Предложенное Б.Д.Парыгиным [99] параметрическое описание общения, включающее психологический контакт, обмен информацией, взаимодействие и взаимовлияние, наиболее адекватно для уровневого рассмотрения. Как отмечает Б.Д.Парыгин, общение может «варьировать от высоких уровней взаимопроникновения и взаимопонимания партнеров до самых свернутых и фрагментарных контактов». Действительно, любые акты общения предполагают установление контакта, т.е. такую взаимообусловленную психическую активность двух иди более людей (ау токоммуникация или внутренний диалог требует отдельного рассмотрения), в процессе которой атенционные, мнемические, перцептивные и т.д. процессы находятся в совокупно регулируемом состоянии, обеспечивающем возможность установления тем или иным способом обратной связи между общающимися [5].
Контакт - минимально необходимое условие общения, позволяющее реализовать общение на самом поверхностном его уровне. Контакт может обеспечиваться как в знаковой (речевой) форме, так и с использованием тех или иных незнаковых (невербальных) средств.

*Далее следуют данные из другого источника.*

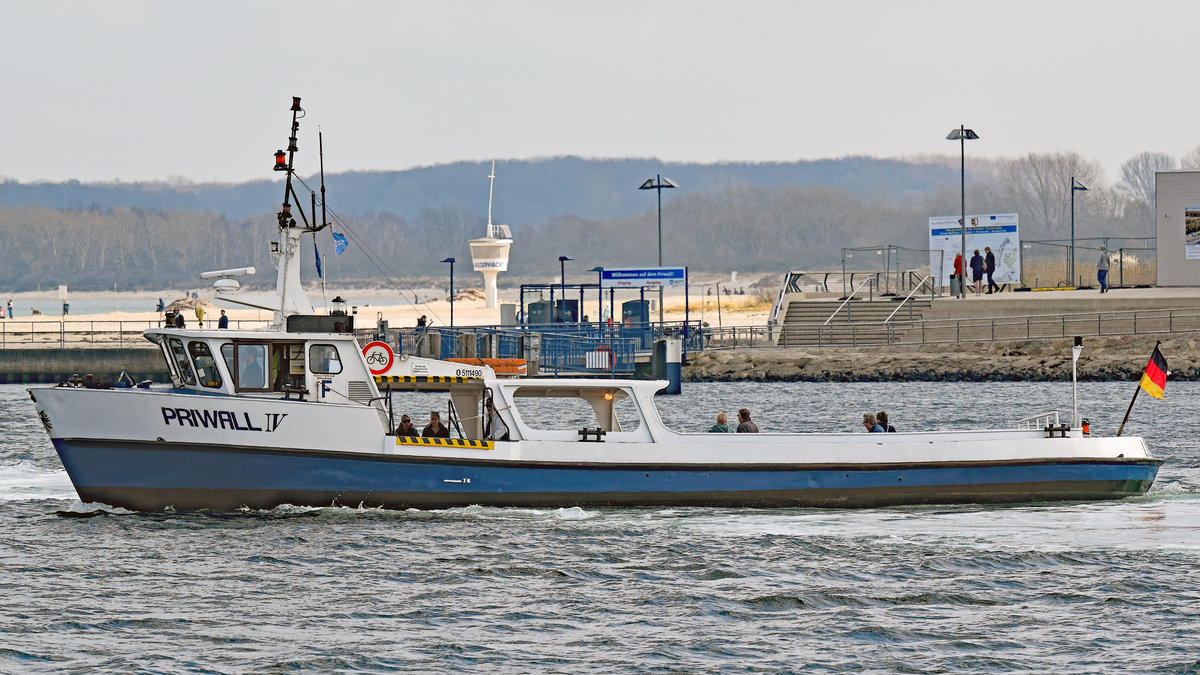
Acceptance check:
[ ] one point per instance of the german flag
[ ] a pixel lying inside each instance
(1153, 381)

Ни в том, ни в другом случае нет передачи какой-либо содержательной информации, а всего лишь некий аналог сигнализации в формах характерных для человека выразительных средств. Во всех случаях неотъемлемым атрибутом контакта является психологический момент (интенция, мотив, установка, направленность и т.д.). В противном случае невозможен следующий уровень общения -коммуникация, в процессе которой осуществляется передача и, соответственно, прием определенной информации. На этом уровне общение вполне соотносимо с деятельностью. «Сильный» эмоциональный момент выводит коммуникацию на третий уровень общения, связанный с необходимостью определения смысла вступления в контакт и коммуникации. Этот смысл, в свою очередь, может в той или иной степени раскрывать те или иные смысловые ориентации общающихся [5].
Анализ коммуникативных установок врачей различных медицинских специализаций
Исходя из вышеперечисленных проблем, можно говорить о значимости для конструктивного коммуникативного взаимодействия в диаде «врач-больной» такого психологического параметра как коммуникативные установки во взаимодействии врача и больного.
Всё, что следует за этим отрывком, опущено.